Monday, 8 June 2026
Homes without Windows - Chandu Maheria -2026
Reading Homes without Windows, I frequently experienced flashes of deja vu. Although unlike , I grew up in a village setting in Maharashtra, the experiences of Dalits are essentially not very dissimilar. In addition, I was well acquainted with places and most people that figure in the book. It evoked memories of my own encounters with caste and communal violence in Gujarat.

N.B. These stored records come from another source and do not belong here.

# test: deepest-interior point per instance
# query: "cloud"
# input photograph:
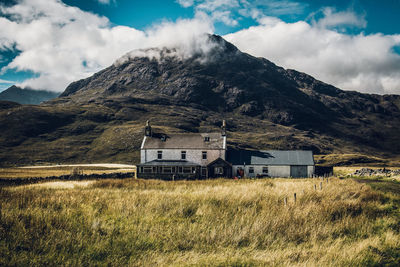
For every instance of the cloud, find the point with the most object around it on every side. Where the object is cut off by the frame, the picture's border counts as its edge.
(61, 43)
(333, 19)
(106, 2)
(185, 3)
(230, 12)
(365, 63)
(6, 81)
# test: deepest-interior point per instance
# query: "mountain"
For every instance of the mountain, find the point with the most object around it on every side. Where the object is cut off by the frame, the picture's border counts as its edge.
(101, 118)
(27, 95)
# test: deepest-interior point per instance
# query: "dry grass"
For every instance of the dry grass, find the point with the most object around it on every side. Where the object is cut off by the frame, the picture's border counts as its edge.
(200, 223)
(349, 171)
(35, 171)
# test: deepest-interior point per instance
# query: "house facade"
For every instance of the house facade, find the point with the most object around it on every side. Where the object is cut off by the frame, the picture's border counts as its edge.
(272, 163)
(183, 156)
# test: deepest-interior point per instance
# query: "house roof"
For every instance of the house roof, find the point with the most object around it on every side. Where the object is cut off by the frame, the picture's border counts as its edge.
(169, 163)
(271, 157)
(185, 141)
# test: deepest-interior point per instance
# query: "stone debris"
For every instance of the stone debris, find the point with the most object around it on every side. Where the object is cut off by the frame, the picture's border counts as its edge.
(377, 172)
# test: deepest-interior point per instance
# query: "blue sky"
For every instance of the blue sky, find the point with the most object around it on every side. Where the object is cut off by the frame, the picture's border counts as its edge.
(354, 45)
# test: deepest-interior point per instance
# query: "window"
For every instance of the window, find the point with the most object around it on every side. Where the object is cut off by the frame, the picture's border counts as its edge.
(219, 170)
(167, 169)
(265, 170)
(203, 171)
(147, 169)
(187, 169)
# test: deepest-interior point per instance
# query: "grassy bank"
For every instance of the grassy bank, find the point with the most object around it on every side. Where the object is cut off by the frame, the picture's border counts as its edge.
(216, 222)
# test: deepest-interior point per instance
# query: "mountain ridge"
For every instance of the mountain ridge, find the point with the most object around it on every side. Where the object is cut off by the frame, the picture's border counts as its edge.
(26, 95)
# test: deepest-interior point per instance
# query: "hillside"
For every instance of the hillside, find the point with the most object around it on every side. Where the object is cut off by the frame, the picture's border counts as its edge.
(27, 95)
(101, 118)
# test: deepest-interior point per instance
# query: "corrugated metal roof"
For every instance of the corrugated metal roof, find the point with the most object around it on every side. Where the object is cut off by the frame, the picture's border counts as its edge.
(185, 141)
(169, 163)
(271, 157)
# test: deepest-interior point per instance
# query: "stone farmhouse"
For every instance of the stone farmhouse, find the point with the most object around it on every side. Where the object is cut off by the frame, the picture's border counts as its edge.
(205, 155)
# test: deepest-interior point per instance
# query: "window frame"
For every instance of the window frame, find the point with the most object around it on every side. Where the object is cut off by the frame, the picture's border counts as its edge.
(265, 168)
(251, 170)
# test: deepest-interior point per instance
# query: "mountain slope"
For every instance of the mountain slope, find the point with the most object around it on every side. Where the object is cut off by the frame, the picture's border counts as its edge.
(101, 118)
(26, 96)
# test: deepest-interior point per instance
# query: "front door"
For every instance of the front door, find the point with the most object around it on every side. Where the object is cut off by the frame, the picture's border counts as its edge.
(298, 171)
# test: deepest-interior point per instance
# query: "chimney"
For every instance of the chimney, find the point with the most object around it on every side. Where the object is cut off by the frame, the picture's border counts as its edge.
(223, 128)
(147, 130)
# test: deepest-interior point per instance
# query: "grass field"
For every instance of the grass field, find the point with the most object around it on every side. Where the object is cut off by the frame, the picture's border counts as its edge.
(58, 170)
(214, 222)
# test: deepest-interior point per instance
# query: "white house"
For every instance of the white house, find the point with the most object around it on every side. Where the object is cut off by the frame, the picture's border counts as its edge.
(184, 155)
(271, 163)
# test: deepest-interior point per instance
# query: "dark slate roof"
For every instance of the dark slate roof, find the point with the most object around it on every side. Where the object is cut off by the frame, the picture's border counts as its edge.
(185, 141)
(271, 157)
(169, 163)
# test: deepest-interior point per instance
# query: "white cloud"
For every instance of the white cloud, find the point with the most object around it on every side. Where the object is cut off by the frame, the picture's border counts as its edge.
(62, 43)
(360, 62)
(6, 81)
(185, 3)
(105, 2)
(333, 19)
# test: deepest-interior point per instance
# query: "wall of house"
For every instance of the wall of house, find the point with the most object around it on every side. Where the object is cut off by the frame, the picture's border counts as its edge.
(192, 155)
(273, 170)
(310, 170)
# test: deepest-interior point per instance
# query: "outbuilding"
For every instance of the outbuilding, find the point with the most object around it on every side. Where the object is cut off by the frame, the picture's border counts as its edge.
(272, 163)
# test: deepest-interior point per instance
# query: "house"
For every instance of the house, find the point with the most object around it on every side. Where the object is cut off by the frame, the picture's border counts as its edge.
(183, 155)
(271, 163)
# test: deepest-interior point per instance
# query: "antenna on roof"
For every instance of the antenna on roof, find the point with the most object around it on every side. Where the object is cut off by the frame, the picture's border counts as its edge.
(147, 130)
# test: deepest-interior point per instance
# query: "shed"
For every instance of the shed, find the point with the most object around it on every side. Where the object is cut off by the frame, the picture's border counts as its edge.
(272, 163)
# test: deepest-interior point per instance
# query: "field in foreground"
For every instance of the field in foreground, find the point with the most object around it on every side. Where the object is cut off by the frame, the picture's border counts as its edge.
(214, 222)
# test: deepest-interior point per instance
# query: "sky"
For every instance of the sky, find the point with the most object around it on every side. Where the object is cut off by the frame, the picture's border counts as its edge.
(354, 45)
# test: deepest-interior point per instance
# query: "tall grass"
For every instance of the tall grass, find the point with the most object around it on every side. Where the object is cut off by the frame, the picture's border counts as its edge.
(216, 222)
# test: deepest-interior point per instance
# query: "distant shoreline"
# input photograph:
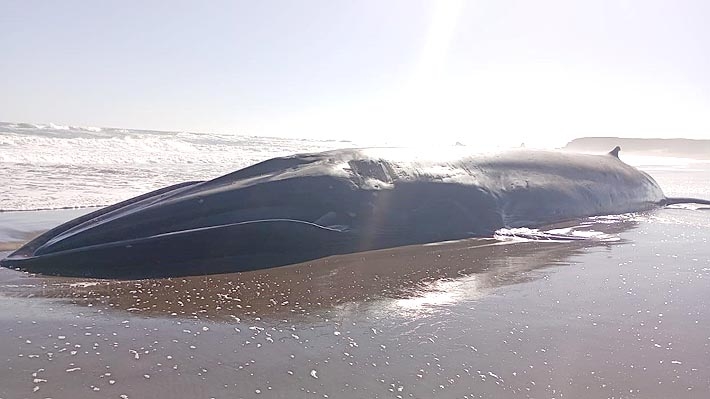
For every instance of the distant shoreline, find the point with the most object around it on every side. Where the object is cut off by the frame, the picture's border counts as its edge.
(685, 148)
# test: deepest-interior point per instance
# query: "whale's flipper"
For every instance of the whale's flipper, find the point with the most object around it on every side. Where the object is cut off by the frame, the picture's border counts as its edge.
(615, 152)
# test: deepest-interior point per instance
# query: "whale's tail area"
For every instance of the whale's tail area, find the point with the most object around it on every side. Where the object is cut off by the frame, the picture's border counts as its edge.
(684, 200)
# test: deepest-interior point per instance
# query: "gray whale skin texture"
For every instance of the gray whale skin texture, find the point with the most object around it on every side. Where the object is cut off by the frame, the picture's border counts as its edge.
(303, 207)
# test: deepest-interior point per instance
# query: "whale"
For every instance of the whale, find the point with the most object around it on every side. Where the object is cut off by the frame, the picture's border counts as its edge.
(297, 208)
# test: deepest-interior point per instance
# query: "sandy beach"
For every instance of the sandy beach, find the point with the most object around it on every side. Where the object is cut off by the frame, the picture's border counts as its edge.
(625, 317)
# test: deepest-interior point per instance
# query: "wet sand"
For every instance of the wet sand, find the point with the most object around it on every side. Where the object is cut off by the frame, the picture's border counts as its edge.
(474, 318)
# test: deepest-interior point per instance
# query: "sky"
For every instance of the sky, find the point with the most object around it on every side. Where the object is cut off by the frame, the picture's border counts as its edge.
(539, 72)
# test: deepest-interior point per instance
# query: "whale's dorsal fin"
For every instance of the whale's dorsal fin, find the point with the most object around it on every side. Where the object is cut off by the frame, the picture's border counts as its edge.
(615, 151)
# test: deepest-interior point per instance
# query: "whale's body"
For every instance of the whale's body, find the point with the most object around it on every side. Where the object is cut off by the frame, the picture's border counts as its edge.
(302, 207)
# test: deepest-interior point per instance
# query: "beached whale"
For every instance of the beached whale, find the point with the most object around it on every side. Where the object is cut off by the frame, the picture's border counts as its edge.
(302, 207)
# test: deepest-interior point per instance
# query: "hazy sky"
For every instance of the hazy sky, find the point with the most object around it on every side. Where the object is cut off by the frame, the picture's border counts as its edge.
(533, 71)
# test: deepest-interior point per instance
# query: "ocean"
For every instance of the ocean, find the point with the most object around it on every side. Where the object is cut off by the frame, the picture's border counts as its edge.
(624, 312)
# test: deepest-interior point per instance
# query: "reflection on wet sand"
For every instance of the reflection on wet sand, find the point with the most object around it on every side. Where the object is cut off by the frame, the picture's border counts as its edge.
(464, 319)
(403, 279)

One episode returned vividly to mind: during the anti-reservation riots of 1981, while I was a student at IIM Ahmedabad, I found myself trapped by a mob in Bapunagar. The IIM campus was an elitist island that remained insulated even when the city around it burned. Yet the social activist in me often ventured into working-class neighbourhoods to understand events first hand. I had befriended several Dalit activists across Ahmedabad and regularly attended their meetings.
One afternoon, in the thick of the riots, riding my Vijay scooter towards the Buddha Vihar in Bapunagar, I was stopped by half a dozen men armed with sticks and wearing the ferocious expressions of a riotous mob. When I told them where I was headed, they began manhandling me and seized my scooter. For a few moments, I genuinely thought I might become the next day’s newspaper headline. Suddenly, however, a group of 15 to 20 Dalit youths, blue scarves tied around their foreheads, emerged from a nearby basti. The attackers quickly dispersed, and I was saved.